Gwede Mantashe labels City of Cape Town’s ‘unilateral’ electricity tariff hikes unlawful

Energy Minister Gwede Mantashe. Picture: David Ritchie/Independent Newspapers

Energy Minister Gwede Mantashe. Picture: David Ritchie/Independent Newspapers

Published Apr 12, 2024


The City has “unlawfully” been overcharging Cape Town residents higher electricity tariffs than Nersa’s approved percentage for at least two years, in breach of its distribution licence condition.

This is according to Energy Minister Gwede Mantashe, in a parliamentary response to questions by GOOD Party MP and secretary-general Brett Herron.

Herron’s questions come as the City implemented a 9.6% tariff increase for 2022/23 compared to the 7.47% increase approved by the National Energy Regulator of South Africa (Nersa), and for 2023/24 it implemented a 17.6% hike compared to the approved 15.1%.

Herron also said the City had for the past two years been “quietly litigating, at ratepayers’ expense, against Nersa for court permission to ignore the nationally regulated tariff”.

“The amount of money that the City is overcharging residents amounts to hundreds of millions of rand. Defending itself in a rare statement on the subject last year, the City suggested that complying with Nersa’s tariff for 2023/24 would create a R500 million shortfall,” said Herron.

He said that should the City lose its court challenge against Nersa, “this money would have to be refunded to consumers, on top of the previous year’s over-charges”.

In his questions to the minister, Herron asked what the status was of the court application to review Nersa’s decision for the 2022/23 municipal financial year and electricity tariffs for the 2023/24 municipal financial year.

He further wanted to know whether the City had obtained an interim decision from Nersa and/or a high court order, which permitted them to charge a tariff hike in excess of the Nersa decisions for each municipal financial year, pending the final determination of their review.

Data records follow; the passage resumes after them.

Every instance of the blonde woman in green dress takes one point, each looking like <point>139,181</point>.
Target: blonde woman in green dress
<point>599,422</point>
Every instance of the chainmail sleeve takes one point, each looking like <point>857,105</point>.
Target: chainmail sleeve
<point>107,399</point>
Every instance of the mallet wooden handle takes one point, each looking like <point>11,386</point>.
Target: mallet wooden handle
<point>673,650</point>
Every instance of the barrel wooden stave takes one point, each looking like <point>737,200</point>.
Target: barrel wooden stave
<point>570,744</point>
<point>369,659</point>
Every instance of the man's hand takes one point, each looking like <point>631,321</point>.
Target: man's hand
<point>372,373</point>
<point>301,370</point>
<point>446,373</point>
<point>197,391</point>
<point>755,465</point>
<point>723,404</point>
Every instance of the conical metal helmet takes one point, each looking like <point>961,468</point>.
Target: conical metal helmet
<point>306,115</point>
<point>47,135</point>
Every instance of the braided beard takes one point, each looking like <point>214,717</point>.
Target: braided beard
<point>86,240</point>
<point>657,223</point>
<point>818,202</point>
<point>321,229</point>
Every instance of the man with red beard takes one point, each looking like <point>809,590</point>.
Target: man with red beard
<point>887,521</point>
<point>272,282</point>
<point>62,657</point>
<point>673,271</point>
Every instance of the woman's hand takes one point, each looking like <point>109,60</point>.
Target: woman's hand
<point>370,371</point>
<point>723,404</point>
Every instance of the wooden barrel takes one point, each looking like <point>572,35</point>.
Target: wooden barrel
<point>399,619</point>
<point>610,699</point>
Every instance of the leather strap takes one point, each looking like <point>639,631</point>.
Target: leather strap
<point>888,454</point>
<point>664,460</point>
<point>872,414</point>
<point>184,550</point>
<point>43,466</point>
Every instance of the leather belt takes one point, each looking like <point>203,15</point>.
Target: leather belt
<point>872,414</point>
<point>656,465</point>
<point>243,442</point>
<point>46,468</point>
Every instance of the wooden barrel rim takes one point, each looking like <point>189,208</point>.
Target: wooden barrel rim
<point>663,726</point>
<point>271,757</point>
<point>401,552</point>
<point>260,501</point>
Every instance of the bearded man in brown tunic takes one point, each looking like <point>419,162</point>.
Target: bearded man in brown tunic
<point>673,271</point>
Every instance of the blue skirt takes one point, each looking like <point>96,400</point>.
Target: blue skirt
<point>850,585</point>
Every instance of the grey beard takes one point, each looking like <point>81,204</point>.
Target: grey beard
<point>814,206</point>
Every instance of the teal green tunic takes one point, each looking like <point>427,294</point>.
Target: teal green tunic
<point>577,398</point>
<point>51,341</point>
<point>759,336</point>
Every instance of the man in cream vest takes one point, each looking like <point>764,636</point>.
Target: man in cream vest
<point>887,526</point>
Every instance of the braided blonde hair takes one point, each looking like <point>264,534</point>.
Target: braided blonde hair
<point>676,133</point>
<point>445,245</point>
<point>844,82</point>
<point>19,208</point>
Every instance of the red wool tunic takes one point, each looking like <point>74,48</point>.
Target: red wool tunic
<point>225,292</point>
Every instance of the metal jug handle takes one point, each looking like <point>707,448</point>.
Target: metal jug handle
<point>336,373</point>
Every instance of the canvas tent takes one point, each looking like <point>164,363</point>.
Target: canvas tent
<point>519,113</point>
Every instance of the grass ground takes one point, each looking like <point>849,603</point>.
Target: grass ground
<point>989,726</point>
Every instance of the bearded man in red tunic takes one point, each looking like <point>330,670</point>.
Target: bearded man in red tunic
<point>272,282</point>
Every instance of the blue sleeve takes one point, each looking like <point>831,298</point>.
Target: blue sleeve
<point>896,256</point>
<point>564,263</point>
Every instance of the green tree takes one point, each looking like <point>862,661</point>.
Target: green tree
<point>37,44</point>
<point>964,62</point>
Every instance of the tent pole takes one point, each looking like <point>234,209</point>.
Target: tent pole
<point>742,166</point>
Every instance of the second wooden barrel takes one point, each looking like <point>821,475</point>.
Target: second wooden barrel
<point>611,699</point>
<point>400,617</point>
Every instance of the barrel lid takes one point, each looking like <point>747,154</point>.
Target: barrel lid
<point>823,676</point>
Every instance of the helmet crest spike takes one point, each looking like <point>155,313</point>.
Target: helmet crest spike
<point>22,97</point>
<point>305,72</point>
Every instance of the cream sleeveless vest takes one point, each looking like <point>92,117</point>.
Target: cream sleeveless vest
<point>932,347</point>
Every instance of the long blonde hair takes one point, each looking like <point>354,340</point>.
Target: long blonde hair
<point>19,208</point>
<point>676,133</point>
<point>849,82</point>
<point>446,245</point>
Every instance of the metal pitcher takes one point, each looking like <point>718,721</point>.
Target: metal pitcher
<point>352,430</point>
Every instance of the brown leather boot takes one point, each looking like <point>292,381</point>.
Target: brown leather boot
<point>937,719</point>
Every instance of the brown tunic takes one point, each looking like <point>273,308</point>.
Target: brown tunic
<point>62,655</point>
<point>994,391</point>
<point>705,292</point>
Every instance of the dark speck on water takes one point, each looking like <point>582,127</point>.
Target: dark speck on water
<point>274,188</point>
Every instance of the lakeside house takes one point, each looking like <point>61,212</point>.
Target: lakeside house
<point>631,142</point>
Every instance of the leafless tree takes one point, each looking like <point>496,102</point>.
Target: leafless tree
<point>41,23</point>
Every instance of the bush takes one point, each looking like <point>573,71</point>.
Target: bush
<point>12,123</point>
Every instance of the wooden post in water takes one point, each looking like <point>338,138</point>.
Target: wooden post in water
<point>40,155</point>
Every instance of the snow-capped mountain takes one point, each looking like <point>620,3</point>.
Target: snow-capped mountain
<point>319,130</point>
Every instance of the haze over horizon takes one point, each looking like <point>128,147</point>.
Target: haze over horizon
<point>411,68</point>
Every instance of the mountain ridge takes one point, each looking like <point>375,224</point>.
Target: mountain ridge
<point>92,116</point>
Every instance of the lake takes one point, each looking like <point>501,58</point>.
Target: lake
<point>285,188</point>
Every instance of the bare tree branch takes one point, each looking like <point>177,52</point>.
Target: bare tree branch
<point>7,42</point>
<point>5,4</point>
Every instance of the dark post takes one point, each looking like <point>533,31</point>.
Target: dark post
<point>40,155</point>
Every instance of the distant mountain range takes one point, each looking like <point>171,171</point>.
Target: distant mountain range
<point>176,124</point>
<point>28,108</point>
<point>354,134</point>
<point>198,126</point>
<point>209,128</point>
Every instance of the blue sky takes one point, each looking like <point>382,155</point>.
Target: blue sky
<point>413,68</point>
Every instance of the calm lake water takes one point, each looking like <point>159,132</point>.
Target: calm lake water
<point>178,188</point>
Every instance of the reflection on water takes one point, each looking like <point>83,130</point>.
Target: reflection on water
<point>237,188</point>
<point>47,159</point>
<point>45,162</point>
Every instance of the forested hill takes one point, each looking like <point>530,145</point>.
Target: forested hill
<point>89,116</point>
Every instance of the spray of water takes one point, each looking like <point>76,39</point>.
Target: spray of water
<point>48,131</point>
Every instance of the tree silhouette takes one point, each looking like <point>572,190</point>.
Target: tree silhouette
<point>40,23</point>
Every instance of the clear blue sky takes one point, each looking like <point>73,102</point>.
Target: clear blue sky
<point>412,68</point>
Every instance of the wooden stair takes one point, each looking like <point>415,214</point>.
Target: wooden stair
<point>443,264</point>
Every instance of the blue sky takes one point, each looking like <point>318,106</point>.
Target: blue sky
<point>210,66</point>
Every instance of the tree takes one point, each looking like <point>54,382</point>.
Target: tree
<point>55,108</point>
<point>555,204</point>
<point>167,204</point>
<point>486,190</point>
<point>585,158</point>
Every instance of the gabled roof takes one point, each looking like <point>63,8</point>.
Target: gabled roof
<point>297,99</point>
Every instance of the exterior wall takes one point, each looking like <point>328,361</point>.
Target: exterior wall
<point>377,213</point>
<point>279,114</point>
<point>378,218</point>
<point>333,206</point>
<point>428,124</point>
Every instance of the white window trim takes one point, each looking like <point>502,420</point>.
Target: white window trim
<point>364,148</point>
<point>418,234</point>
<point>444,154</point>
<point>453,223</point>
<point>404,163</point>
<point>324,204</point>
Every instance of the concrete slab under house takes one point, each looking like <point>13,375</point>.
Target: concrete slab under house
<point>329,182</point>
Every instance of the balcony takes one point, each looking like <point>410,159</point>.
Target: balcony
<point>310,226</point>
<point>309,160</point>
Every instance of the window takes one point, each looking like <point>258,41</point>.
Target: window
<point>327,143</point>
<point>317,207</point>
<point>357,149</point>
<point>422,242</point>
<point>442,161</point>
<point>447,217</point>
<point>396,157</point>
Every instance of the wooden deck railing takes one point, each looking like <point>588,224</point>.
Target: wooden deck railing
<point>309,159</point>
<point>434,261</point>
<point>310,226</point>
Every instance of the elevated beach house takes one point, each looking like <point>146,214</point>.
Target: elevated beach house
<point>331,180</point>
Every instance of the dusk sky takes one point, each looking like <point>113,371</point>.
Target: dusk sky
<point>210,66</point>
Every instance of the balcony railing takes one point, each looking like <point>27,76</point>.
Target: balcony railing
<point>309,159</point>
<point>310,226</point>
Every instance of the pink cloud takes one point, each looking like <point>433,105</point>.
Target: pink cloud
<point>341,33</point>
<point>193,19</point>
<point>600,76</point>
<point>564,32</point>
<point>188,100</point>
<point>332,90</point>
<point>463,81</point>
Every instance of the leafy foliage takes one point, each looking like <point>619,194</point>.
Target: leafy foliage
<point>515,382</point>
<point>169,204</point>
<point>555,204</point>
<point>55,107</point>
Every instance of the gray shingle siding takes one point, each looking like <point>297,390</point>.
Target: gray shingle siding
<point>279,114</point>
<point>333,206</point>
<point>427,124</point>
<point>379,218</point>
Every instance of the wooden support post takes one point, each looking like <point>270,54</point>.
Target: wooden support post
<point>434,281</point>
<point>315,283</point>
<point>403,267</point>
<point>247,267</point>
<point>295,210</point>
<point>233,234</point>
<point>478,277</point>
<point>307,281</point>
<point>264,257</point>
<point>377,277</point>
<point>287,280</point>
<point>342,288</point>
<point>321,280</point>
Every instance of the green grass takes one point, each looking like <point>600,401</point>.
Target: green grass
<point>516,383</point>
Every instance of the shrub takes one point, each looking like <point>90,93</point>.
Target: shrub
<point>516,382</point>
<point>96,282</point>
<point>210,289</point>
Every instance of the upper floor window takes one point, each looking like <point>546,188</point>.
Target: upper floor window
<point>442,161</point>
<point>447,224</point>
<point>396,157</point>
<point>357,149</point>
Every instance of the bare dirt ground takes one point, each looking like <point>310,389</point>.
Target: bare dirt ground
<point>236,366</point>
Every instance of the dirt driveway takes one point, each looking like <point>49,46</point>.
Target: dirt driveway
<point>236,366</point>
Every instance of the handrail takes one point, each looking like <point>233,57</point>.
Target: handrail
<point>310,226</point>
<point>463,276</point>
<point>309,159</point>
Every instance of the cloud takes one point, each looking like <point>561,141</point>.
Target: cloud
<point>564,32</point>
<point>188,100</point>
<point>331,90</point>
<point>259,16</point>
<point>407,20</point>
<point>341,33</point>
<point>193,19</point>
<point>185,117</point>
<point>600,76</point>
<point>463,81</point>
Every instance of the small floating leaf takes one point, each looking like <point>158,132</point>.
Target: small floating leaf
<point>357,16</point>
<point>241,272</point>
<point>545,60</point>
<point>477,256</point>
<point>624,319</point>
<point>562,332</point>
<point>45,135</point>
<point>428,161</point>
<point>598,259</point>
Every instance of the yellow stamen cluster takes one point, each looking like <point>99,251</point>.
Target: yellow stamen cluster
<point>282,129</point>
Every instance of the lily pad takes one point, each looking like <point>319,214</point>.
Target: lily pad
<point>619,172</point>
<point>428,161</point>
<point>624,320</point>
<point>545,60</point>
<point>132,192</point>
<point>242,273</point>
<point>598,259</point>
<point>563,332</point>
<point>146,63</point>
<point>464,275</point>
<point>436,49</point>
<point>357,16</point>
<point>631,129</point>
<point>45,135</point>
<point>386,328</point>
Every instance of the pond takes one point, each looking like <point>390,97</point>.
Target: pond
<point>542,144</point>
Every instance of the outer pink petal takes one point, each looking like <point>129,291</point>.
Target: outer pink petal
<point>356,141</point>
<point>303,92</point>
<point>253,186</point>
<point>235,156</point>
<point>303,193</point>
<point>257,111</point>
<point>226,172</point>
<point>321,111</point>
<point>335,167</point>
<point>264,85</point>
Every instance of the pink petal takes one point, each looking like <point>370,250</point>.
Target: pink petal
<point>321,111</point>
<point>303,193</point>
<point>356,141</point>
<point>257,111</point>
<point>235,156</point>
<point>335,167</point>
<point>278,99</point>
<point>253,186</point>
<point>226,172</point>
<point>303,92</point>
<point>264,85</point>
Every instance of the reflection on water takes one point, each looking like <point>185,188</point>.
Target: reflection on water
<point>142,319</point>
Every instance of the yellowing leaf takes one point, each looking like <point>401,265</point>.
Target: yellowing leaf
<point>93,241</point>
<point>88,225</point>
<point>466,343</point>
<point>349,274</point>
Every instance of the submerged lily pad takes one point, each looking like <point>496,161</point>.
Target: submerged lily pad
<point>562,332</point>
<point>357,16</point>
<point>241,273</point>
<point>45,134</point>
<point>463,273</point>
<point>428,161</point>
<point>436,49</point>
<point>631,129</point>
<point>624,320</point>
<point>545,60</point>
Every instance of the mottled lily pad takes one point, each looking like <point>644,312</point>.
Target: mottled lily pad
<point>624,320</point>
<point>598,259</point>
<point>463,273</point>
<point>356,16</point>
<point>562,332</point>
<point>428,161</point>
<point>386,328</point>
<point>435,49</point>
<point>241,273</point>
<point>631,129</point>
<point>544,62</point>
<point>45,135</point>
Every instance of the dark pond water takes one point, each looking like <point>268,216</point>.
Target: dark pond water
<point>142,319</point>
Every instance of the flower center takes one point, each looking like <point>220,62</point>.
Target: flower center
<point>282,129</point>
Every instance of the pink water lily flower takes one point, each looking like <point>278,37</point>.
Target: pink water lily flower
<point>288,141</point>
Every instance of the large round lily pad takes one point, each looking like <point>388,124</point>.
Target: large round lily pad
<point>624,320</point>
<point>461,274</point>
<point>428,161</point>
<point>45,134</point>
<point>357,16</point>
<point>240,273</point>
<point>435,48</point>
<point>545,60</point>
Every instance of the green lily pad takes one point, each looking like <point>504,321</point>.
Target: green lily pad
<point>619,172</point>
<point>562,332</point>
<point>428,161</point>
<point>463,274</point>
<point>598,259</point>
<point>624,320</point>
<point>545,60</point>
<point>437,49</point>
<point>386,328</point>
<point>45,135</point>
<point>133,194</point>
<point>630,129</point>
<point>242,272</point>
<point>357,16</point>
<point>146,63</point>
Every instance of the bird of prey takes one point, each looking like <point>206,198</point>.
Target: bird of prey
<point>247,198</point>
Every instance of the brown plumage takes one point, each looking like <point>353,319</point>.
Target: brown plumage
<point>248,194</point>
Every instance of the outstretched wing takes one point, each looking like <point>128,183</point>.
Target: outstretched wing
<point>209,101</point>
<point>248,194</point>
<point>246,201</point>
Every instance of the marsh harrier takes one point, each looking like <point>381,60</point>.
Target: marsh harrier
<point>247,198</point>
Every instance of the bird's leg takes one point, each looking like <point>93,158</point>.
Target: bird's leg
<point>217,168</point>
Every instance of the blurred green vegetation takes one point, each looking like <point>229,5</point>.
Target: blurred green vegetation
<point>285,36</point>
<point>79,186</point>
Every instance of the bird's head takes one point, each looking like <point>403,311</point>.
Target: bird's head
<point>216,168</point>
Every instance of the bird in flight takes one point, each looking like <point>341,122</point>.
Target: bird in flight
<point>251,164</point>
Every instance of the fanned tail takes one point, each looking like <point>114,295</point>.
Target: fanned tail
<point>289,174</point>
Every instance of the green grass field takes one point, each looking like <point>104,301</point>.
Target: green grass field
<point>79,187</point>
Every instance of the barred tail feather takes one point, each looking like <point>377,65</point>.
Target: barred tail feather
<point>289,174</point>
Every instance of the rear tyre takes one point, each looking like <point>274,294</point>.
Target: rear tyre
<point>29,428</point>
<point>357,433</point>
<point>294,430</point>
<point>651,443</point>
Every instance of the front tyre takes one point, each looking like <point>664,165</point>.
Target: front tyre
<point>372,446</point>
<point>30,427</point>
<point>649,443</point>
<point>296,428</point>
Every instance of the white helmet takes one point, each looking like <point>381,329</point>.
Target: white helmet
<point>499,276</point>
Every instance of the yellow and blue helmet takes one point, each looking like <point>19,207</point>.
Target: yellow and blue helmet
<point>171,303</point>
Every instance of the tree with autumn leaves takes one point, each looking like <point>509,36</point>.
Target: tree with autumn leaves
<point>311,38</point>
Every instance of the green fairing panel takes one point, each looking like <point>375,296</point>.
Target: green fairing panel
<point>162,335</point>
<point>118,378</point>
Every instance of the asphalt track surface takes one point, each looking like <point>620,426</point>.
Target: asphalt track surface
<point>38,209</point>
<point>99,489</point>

Mantashe said: “Currently the City and Nersa are in court dealing with tariff matters of 2022/23 and 2023/24.

The two matters are at a judicial management stage before a judge and the outcome of the two matters will address the effect of the conduct of the City on customers and what remedies should be implemented to correct the wrongs that have been done and the period within which such remedies should be implemented.”

He added that there was no court interim order received by the City which allowed it to charge a tariff in excess of Nersa’s approved tariffs.

“The City of Cape Town Metro’s unilateral implementation of unapproved tariff is unlawful and in breach of its distribution licence condition.

“As per Nersa’s procedures in the case of non-compliance with licence conditions, Nersa requested a meeting with the City of Cape Town Metro. However, the request was turned down by the City, stating that they have lodged a review case on this matter with the high court. Nersa is the respondent in the case.

“It was Nersa’s considered view that since the matter was before the courts, it was prudent to await the outcome of the court proceedings before proceeding with its processes,” the minister said.

The City, meanwhile, defended its actions and said that it was recovering its expenses.

Mayco member for energy Beverley van Reenen said: “The existing legal methodology in tariff setting makes provision for tariff setting that covers the cost of providing the service to ensure that entities do not go bankrupt – if the cost of providing the service outweighs the income received pay for the service provision.

“The City looks at affordability for customers against a backdrop of what income is required to cover the costs of service provision, without jeopardising service delivery. It is a revenue-neutral service (thus no profit is planned for on the sales of electricity services). The highest and ever-increasing cost driver is Eskom’s tariff setting and the fact that the City spends about 67% of its electricity income to buy power from Eskom.

“The City must recover the costs of providing the service without jeopardising investment in maintenance and repairs. It needs to protect the electrical grid and protect service delivery, and the City’s tariff setting is lawful. The City wishes to emphasise that its electricity tariff is lawfully approved by council in terms of the Municipal Finance Management Act. “The City has further taken Nersa’s 22/23 and 23/24 tariff decisions on judicial review.

“These processes are ongoing. It must also be noted that two high court judgments have ruled Nersa’s methodology to be unlawful.

“Nersa must, in terms of the Electricity Regulation Act, enable the City to recover the costs of running an electricity service.

“At Nersa’s recommendation the City’s energy service would run a shortfall of more than R500m in the 2023/24 financial year, placing service delivery and the ending load shedding programme at severe risk.”

On accumulating hundreds of millions of rand in profits from overcharging customers for electricity, Van Reenen said: “This is false.”

Stop COCT’s Sandra Dickson said: “Nersa and the current system of tariff setting simply do not work for residents and households. It leaves huge opportunity for municipalities like the City of Cape Town to set exploitive tariffs and increases.”